O quarto set foi tenso desde o início, com as duas equipes se alternando na frente do placar. Sheilla atacou no corredor para deixar o Brasil na frente no primeiro tempo técnico (8/6), mas Cuba respondeu rápido. Nervosas, as brasileiras reclamavam com a arbitragem e cometiam erros. Enquanto isso, as adversárias aproveitamvam para abrir cinco pontos de distância (14/9).
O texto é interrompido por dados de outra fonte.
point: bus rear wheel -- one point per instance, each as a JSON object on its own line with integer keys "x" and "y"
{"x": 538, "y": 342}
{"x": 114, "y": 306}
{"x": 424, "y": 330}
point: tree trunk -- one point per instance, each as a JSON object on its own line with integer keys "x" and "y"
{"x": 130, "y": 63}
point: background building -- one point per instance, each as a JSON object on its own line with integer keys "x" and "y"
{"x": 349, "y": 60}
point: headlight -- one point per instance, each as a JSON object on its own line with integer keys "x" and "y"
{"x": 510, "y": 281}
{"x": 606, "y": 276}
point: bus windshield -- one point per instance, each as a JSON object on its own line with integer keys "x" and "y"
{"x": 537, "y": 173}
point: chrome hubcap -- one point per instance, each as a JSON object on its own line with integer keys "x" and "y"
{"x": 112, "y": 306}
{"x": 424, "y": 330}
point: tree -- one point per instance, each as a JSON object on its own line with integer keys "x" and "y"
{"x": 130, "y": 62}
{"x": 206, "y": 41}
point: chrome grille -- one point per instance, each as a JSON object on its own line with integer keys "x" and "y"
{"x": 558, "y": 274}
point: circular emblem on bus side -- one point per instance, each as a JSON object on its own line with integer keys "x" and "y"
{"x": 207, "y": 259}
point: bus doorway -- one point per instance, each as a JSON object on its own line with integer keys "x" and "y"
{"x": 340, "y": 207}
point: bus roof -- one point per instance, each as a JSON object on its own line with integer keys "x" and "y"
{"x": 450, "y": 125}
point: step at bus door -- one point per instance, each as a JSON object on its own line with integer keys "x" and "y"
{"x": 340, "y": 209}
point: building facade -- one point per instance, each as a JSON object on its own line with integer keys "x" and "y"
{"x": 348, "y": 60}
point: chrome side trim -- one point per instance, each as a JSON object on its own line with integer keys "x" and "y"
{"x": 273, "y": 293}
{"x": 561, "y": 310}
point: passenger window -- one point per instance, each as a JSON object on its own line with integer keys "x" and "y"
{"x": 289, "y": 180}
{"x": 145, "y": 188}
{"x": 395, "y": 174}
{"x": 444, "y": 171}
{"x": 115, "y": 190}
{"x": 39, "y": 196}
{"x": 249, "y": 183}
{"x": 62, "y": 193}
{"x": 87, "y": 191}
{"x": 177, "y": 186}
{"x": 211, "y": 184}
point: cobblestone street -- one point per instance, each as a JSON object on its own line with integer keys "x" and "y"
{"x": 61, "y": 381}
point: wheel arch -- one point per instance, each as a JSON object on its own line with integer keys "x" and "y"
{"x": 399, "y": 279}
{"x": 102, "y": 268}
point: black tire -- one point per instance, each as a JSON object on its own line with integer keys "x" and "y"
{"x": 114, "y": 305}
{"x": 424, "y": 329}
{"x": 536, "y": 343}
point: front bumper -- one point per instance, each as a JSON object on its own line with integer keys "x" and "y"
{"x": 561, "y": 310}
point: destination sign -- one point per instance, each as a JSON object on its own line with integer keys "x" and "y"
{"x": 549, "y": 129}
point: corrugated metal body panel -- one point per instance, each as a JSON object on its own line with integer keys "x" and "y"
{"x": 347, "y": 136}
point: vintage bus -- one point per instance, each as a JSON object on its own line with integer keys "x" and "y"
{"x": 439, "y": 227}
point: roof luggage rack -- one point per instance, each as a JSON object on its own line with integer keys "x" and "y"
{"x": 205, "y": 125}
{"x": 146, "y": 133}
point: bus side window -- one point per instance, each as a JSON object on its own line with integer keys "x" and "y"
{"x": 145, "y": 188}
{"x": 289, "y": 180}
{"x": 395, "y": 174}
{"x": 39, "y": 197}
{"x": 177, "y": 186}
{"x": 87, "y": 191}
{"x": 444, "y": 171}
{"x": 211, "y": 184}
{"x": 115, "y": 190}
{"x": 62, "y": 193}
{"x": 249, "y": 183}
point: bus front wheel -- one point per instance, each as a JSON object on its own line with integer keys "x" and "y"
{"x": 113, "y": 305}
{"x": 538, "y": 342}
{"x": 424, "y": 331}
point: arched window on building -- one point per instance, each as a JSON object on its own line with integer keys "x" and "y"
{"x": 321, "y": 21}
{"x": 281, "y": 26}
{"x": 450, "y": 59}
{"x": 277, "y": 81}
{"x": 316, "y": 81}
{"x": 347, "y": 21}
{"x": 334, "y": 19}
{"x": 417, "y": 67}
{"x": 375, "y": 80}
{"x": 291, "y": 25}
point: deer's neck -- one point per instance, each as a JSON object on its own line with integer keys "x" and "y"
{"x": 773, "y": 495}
A seleção brasileira sentiu o golpe e viu as cubanas dominarem o jogo e abrir nove pontos (22/13) depois de bom saque de Carcases. Apenas quando cuba chegou ao set point foi que o Brasil acordou. Foram seis pontos para diminuir a diferença para três, mas não foi o suficiente. Cleger soltou a pancada para fazer 25/21 e forçar o tie-break.

Enfim, o ouro!

A tensão no último set era inevitável, mas a qualidade brasileira começou a fazer diferença. Dani Lins acertou uma grande bola de segunda, e Sheilla explorou o bloqueio cubano para abrir dois pontos de vantagem (8/6). A distância aumentou para três com o toque de rede cubano (10/7), que fez com que o técnico pedisse tempo.

Para o Brasil, bastava virar os pontos, mas as jogadoras fizeram mais. Fabiana abriu o caminho, Paula Pequeno acertou uma diagonal no fundo da quadra, e Tandara soltou a pancada no corredor para deixar a líbero cubana no chão. Fechar em15/10 e fez a seleção explodir em alegria.